"And suppose I should send a million of my soldiers against you. What would you do then?"

"We should fire two shots apiece, Your Majesty."

MARCHÉ VEVEY
"In Each Town There Is an Open Square, Which Twice a Week Is Picturesquely Crowded"

In every Swiss town there are regular market days, important events where one may profitably observe the people. The sale of vegetables and flowers must support many families. In each town there is an open square, which twice a week is picturesquely crowded, and there one may buy everything to eat and many things to wear; also, the wherewith to improve the home, the garden, and even the mind; for besides the garden things there are stalls of second-hand books, hardware, furniture, and general knick-knacks. Flanking the streets are displays of ribbons, laces, hats, knitted things, and general dry-goods miscellany; also antiques, the scrapings of many a Swiss cupboard and corner.

But it is in the open square itself that the greater market blooms—really blooms, for, in season, the vegetables are truly floral in their rich vigor, and among them are pots and bouquets of the posies that the Swiss, like all Europeans, so dearly love.
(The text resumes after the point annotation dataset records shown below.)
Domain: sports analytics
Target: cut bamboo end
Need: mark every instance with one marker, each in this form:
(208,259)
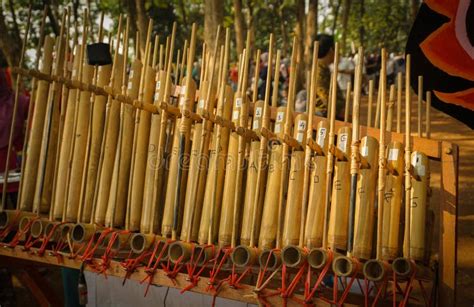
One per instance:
(140,242)
(243,256)
(345,266)
(180,251)
(318,257)
(82,232)
(375,270)
(12,216)
(37,228)
(271,259)
(293,256)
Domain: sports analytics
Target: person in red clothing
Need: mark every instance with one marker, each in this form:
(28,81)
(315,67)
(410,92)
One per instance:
(7,101)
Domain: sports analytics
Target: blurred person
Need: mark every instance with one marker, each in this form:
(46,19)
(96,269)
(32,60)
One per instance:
(326,58)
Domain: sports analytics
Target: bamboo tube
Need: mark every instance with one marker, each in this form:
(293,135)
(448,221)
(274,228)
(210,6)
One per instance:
(142,128)
(392,201)
(269,225)
(407,175)
(44,183)
(418,204)
(79,147)
(227,218)
(391,103)
(339,212)
(198,159)
(382,167)
(348,101)
(252,169)
(365,199)
(428,115)
(37,124)
(371,98)
(110,138)
(215,179)
(419,105)
(292,223)
(34,88)
(160,171)
(95,142)
(399,100)
(66,144)
(330,157)
(315,221)
(181,146)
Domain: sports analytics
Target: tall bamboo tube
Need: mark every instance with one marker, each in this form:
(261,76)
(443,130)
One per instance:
(160,171)
(176,186)
(142,128)
(269,225)
(199,152)
(37,124)
(66,143)
(315,215)
(418,204)
(215,179)
(44,183)
(339,216)
(110,137)
(392,201)
(232,163)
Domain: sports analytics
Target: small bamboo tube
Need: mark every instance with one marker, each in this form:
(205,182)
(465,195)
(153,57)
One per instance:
(215,179)
(317,187)
(371,102)
(428,115)
(348,102)
(37,124)
(391,103)
(79,147)
(160,171)
(407,175)
(153,163)
(95,142)
(382,163)
(66,144)
(365,200)
(268,228)
(292,222)
(142,127)
(252,168)
(399,100)
(199,155)
(109,144)
(46,168)
(392,201)
(419,105)
(120,181)
(187,94)
(339,214)
(232,166)
(418,204)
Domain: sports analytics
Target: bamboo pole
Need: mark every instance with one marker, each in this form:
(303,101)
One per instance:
(110,137)
(37,124)
(141,138)
(419,105)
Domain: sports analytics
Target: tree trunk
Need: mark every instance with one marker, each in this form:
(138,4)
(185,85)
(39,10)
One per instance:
(213,17)
(299,32)
(10,45)
(345,18)
(142,24)
(361,24)
(239,25)
(311,30)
Most of the flower and vegetable displays are down on the ground, arranged in baskets or on bits of paper, and form a succession of gay little gardens, ranged in long narrow avenues of color and movement, a picture of which we do not grow weary. Nor of the setting—the quaint tile-roofed buildings; the blue lake, with its sails and swans and throng of wheeling gulls; the green hills; the lofty snow-capped mountains that look down from every side. How many sights those ancient peaks have seen on this same square!—markets and military, battles and buffoonery. There are no battles to-day, but the Swiss cadets use it for a drill ground, and every little while lightsome shows and merry-go-rounds establish themselves in one end of it, and the little people skip about, and go riding around and around to the latest ragtime, while the mountains look down with their large complaisance, just as they watched the capering ancestors of these small people, ages and ages ago; just as they will watch their light-footed descendants for a million years, maybe.
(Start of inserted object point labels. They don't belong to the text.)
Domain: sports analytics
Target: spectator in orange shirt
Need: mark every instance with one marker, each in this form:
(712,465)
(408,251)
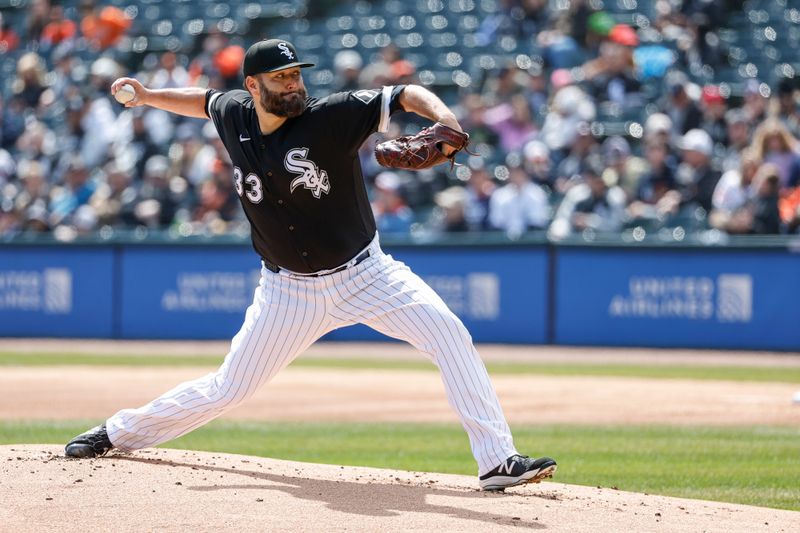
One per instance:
(104,27)
(59,28)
The market is not confined entirely to the square. On its greater days, when many loads of wood and hay crowd one side of it, it overflows into the streets. Around a floral fountain may be found butter, eggs, and cheese—oh, especially cheese, the cheese of Gruyère, with every size and pattern of holes, in any quantity, cut and weighed by a handsome apple-faced woman who seems the living embodiment of the cheese industry. I have heard it said—this was in America—that the one thing not to be obtained in Switzerland is Swiss cheese. The person who conceived that smartness belongs with the one who invented the "intelligence" epigram.

On the market days before Christmas our square had a different look. The little displays were full of greenery, and in the center of the market place there had sprung up a forest of Christmas trees. They were not in heaps, lying flat; but each, mounted on a neat tripod stand, stood upright, as if planted there. They made a veritable Santa Claus forest, and the gayly dressed young people walking among them, looking and selecting, added to this pretty sight.
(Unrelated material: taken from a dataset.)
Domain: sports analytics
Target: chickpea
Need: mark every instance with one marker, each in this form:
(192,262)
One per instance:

The Swiss make much of Christmas. Their shop windows are overflowing with decorations and attractive things. Vevey is "Chocolate Town." Most of the great chocolate factories of Europe are there, and at all holiday seasons the grocery and confectionary windows bear special evidence of this industry. Chocolate Santa Clauses—very large—chickens, rabbits, and the like—life size; also trees, groups, set pieces, ornaments—the windows are wildernesses of the rich brown confection, all so skillfully modeled and arranged.